Stephanie Rothenberg has a lot to learn, and she’s excited about it. “I’m interested in the Maine coastline, the impact of climate change, and what this is all doing to the livelihood of those who depend on the sea for a living.” She’s sitting behind her desk in Bowdoin’s newest building, the Roux Center for the Environment—a building designed to foster collaboration and creativity in the teaching and study of the environment. Rothenberg, however, is not an environmental scholar: she’s a renowned artist specializing in interactive media installations that most recently incorporate living organisms (or plants), and she’s here as the inaugural Roux Scholar.

Over the next year Rothenberg will be spending a good portion of time away from her regular job as director of graduate studies at SUNY Buffalo’s Department of Art, where she’s also professor of design and emerging practices. As a Roux Scholar, she will not teach courses, but will work with Bowdoin students and faculty in a residency-like program to create an art installation. At the moment, she does not know what that installation will look like or exactly where it will be. “These are early days,” she says, “and the first phase of the project, as with all my work, is to do a lot of research to identify what to me are the important issues. Then I can start narrowing down ideas to decide what the piece will be. Then it’s a question of designing and fabricating the installation.”
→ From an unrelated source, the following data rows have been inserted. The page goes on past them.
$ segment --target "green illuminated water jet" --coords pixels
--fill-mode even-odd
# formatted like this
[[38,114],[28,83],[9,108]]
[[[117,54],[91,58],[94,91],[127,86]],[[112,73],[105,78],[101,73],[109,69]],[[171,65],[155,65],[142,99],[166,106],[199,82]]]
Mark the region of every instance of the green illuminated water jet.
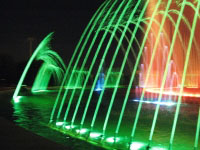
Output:
[[106,0],[66,68],[48,47],[51,34],[41,42],[13,98],[33,60],[43,60],[32,92],[46,90],[52,76],[57,81],[50,127],[105,148],[196,150],[199,7],[189,0]]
No matter what form the installation takes, one thing is for sure, she says: it will be inspired by Maine’s coastal environment and guided by the expertise that’s on tap, both at the Roux Center and via the wider Bowdoin community. “I want to understand the broader marine economy, and I’m hoping this semester will give me the opportunity to connect with alumni working in the industry.” Rothenberg has a busy agenda, which includes trips on fishing boats, as well as visits to clam flats and shellfish farming operations in the area. “I’m also looking forward to working with students and faculty at the Roux Center, where there’s a real interest in looking at art as one platform for dealing with issues like climate change.”

The Garden of Virtual Kinship, by Stephanie Rothenberg

Throughout her career, Rothenberg has developed a reputation for creating interactive works of art designed to make people think about social and economic issues. One of her recent works, The Garden of Virtual Kinship, is described on her website as a “telematic garden whose lifeline is linked to monetary exchanges between the developed and developing world.” The installation features a number of tiny plants, watered by a computerized, mechanical arm connected to the Internet. The amount of sustenance the plants receive is dictated by the level of financial activity—in other words, the amount of money being channeled to developing countries in the form of microloans. Another project, Planthropy, also has a botanical theme, as wifi-enabled planters respond to live Twitter posts about why people donate to charity.

“I’m interested in systems, particularly how technology systems and social media intersect with different economies,” said Rothenberg. “I like to use data in my work, particularly data visualization and real-time data, but the aesthetics are hugely important too, otherwise it’s just dry data. That’s the fun part, making something attractive.”

Regarding the installation project at Bowdoin, her initial thoughts are of some type of interactive work that uses living organisms and also has a data visualization component to reflect man’s impact on the marine environment. “There’s interest in having it here at the Center, either inside or outside the building. It could involve water and marine life, maybe a water-tight, temperature-controlled unit? Maybe an aquaponics system?”

By the end of the academic year, in May, 2019, Rothenberg hopes to have created an interactive artwork that will enable Bowdoin students to participate in the creation process and contribute to the artwork’s longevity. That’s all to be determined, however. Right now, Rothenberg is still at the “anything’s possible” phase, collecting information and ideas. “Creating a piece is a long and difficult process, but it’s exciting to have all this ahead of me.”